Pink's arguments are solid, and research-based. More, I appreciate the fact that he knows that his findings and ideas don’t apply to all cases and are not the only way to achieve a degree of success; I’m tired of hyperbole (tired of hearing it, not of using it, of course…).
An excerpt from CNN’s summary of the talk:
In laboratory experiments and field studies, a band of psychologists, sociologists and economists have found that many carrot-and-stick motivators -- the elements around which we build most of our businesses and many of our schools -- can be effective, but that they work in only a surprisingly narrow band of circumstances.
For enduring motivation, the science shows, a different approach is more effective.
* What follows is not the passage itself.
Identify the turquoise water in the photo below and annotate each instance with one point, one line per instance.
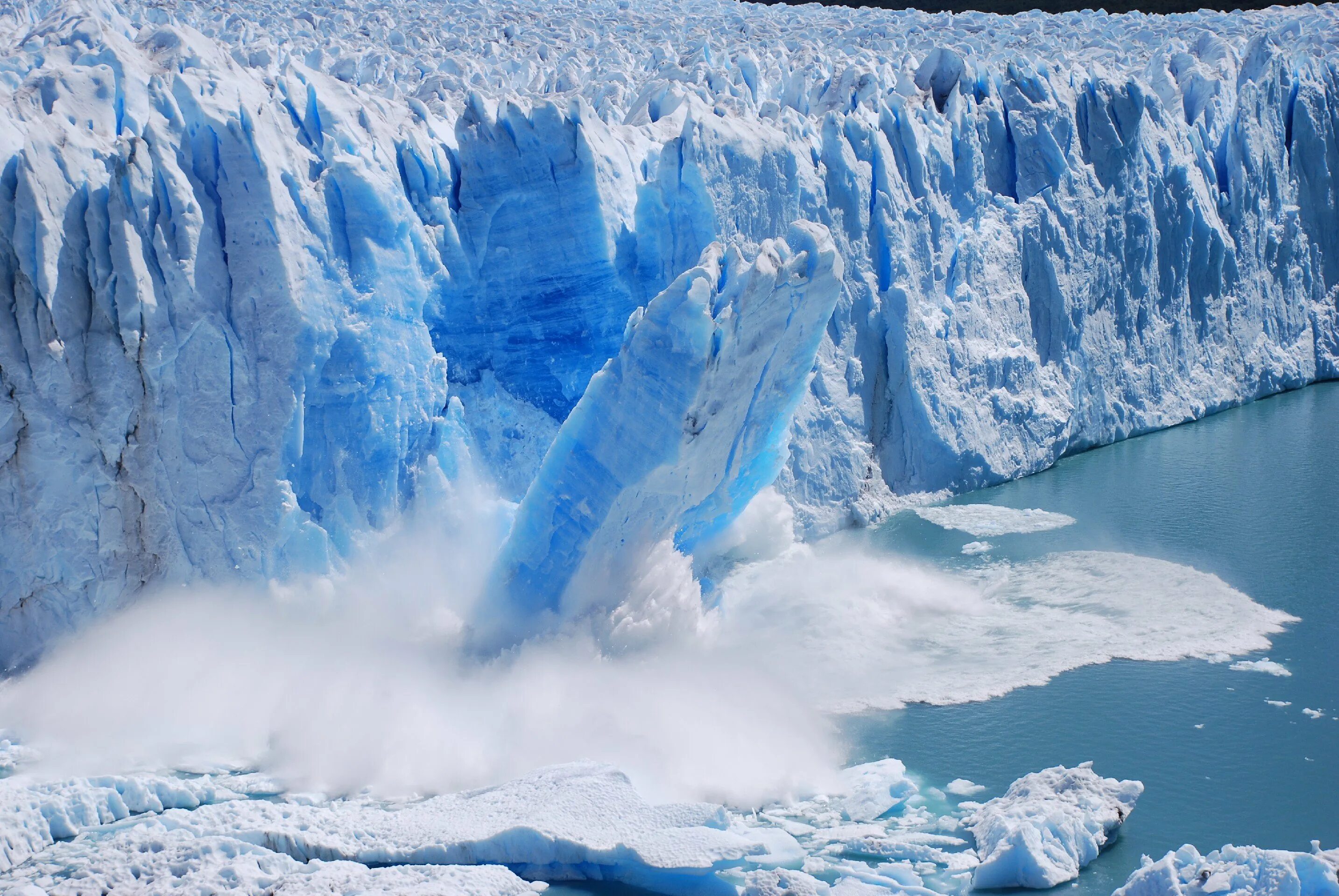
(1250, 495)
This approach draws not on our biological drive or our reward-and-punishment drive, but on what we might think of as our third drive: Our innate need to direct our own lives, to learn and create new things, and to do better by ourselves and our world.
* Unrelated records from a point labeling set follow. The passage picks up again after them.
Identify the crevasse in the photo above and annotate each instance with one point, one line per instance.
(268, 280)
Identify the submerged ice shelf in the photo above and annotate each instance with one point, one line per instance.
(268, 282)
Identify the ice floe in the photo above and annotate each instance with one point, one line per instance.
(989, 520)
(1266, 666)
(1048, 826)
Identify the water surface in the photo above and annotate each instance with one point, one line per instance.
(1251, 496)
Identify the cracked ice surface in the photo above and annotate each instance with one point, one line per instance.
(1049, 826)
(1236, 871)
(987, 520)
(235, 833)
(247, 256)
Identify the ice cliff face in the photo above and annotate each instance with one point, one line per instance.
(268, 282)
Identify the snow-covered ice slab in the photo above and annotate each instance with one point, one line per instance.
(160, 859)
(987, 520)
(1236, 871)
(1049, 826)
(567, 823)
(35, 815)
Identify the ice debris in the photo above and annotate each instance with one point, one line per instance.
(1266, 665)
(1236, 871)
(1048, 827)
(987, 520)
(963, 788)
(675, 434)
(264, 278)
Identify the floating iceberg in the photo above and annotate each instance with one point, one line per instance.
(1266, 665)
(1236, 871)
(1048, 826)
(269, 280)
In particular, high performance -- especially for the complex, conceptual tasks we're increasingly doing on the job -- depends far more on intrinsic motivators than on extrinsic ones.
The discussion is particularly interesting for parenting, in the on-going challenge of finding ways to help our children take responsibility for themselves. As the CNN summary explains:
In the peculiar world of human motivation, sometimes adding two positives can give you a negative. Take the case of chores and allowances. Both are good. Chores show kids that families are built on mutual obligations and that all members need to help each other. Allowances teach kids to be responsible for, and manage, their own money.
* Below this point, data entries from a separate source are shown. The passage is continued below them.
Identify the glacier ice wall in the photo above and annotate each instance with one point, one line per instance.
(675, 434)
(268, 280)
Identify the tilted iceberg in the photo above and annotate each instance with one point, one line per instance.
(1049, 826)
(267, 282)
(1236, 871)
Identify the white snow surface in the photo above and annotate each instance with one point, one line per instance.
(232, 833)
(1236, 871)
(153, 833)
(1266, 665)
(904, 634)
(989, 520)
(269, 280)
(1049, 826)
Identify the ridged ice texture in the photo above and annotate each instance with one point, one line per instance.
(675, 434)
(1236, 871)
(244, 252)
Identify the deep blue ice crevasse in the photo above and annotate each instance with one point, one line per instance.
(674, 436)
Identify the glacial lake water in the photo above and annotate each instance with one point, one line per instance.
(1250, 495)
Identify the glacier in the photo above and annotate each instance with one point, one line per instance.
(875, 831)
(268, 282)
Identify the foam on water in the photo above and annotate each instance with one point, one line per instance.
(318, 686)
But combining the two is a big mistake. By linking money to the completion of chores, parents turn an allowance into what I call an "if- then" reward (as in "If you do this, then you get that.") The science is very clear that "if-then" rewards, while effective in some circumstances, can trigger an avalanche of unintended consequences.
In this case, the carrot of payment sends kids a clear (and clearly wrongheaded) message: In the absence of cash, no self-respecting child would willingly set the table, empty the garbage or make her own bed.
It converts a moral and familiar obligation into just another commercial transaction -- and teaches that the only reason to do a less-than-desirable task for your family is for payment. So keep allowance and chores separate, and you just might get that trash can emptied. Even better, your kids will begin to learn the difference between principles and payoffs.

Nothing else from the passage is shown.